Yes, there are reports of mail attachments taking huge amounts of space.


Look in <home folder>/Library/Mail.

Jun 20, 2012 8:51 AM in response to rsjm

thats how i got gb back on my macbook. i This to happened while time machine was enabled, and connected to the local backup drive. after back up was complete i turned off time machine and disconnected the back up drive. when i went to activity monitor it indicated that lost gb was back. for those of you having problem with lost gb, give this a try. its been a few weeks and have not had problem. Before i used to have the time machine enabled even though i did not have back up drive connected. my suggestion is dont enable time machine till you are ready to back up computer to back up drive and then turn off time machine when done backing up computer.
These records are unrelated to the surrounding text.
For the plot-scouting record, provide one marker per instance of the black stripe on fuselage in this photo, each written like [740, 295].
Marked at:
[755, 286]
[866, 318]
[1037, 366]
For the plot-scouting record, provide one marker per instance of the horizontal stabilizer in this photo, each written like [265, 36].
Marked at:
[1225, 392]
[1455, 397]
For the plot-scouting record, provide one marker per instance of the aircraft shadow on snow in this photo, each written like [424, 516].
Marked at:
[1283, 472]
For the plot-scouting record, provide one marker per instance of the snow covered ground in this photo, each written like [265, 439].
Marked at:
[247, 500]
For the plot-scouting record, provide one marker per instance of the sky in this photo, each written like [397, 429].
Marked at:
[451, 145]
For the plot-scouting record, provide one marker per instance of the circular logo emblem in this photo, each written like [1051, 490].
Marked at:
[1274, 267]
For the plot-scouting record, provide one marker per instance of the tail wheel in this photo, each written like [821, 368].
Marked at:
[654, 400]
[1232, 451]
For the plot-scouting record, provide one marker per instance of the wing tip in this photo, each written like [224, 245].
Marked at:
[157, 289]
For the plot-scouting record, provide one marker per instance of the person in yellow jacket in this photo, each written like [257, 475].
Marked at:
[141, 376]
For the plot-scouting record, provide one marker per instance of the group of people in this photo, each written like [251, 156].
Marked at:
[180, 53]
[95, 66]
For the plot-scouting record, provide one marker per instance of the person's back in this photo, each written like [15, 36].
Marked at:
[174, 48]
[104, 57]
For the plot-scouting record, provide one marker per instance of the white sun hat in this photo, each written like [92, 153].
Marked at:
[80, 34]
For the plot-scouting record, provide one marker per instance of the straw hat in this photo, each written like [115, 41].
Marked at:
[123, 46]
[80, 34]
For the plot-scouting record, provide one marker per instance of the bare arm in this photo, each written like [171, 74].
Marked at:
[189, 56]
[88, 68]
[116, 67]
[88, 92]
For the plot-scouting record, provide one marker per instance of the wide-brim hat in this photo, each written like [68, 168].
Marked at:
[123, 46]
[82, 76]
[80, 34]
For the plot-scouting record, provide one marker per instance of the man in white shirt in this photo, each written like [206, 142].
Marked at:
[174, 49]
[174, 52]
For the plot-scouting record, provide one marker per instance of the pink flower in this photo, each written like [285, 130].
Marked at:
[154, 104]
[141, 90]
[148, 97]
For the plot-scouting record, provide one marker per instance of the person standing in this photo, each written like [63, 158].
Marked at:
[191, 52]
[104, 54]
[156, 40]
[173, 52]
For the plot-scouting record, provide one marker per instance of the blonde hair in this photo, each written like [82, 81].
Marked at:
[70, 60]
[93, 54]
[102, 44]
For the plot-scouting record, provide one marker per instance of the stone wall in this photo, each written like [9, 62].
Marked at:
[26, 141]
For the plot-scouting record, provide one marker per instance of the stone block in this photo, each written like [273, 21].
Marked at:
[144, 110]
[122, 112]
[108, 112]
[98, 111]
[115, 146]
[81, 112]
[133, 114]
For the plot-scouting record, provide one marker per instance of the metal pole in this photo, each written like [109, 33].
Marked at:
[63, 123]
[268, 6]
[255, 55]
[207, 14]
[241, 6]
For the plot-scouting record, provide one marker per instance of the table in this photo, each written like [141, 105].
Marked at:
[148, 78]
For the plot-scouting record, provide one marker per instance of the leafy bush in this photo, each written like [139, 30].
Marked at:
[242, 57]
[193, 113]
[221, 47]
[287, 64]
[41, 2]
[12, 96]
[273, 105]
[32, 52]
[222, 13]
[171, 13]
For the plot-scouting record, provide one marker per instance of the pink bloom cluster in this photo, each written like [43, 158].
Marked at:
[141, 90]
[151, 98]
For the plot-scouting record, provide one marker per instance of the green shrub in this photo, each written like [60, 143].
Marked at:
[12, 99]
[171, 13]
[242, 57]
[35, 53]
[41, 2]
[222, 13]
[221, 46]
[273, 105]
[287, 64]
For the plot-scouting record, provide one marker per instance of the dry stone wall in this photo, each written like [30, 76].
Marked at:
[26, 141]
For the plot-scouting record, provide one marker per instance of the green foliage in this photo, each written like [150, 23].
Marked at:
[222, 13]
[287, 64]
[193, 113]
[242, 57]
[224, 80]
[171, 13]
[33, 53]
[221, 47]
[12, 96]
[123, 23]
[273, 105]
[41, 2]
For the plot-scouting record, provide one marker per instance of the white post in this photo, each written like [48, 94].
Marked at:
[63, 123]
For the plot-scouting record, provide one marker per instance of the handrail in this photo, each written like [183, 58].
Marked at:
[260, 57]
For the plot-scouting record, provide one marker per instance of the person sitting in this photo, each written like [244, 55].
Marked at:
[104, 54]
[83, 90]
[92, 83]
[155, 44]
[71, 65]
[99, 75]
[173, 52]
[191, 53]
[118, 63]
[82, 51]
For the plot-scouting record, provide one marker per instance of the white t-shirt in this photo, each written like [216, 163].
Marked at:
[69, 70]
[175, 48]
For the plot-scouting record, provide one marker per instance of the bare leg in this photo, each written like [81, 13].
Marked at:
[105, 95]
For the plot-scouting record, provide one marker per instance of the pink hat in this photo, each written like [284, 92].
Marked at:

Jun 20, 2012 9:27 AM in response to rryan2007

rryan2007 wrote:


thats how i got gb back on my macbook. i This to happened while time machine was enabled, and connected to the local backup drive. after back up was complete i turned off time machine and disconnected the back up drive. when i went to activity monitor it indicated that lost gb was back.

Something else was going on. Time Machine may use some space on your internal HD for temporary workspace while a backup is in progress, but not otherwise.


If you have a laptop, and are running Lion, Time Machine will make "Local snapshots" on your internal HD (whether the external drive is available or not). Those are shown separately in the "Backups" category of the "Storage" display (but not on the Activity Monitor display).


But the Local Snapshots aren't a problem -- they will be deleted automatically if your disk gets over 80% full. See Time Machine - Frequently Asked Question #30 for the gory details.


my suggestion is dont enable time machine till you are ready to back up computer to back up drive and then turn off time machine when done backing up computer.

That's usually not a good idea. First, you give up the Local Snapshots, so if you're away from your backups, you won't have recent versions of files that have been changed or deleted.


Second, if Time Machine is OFF, it won't send a notice if you go 10 days without doing a backup.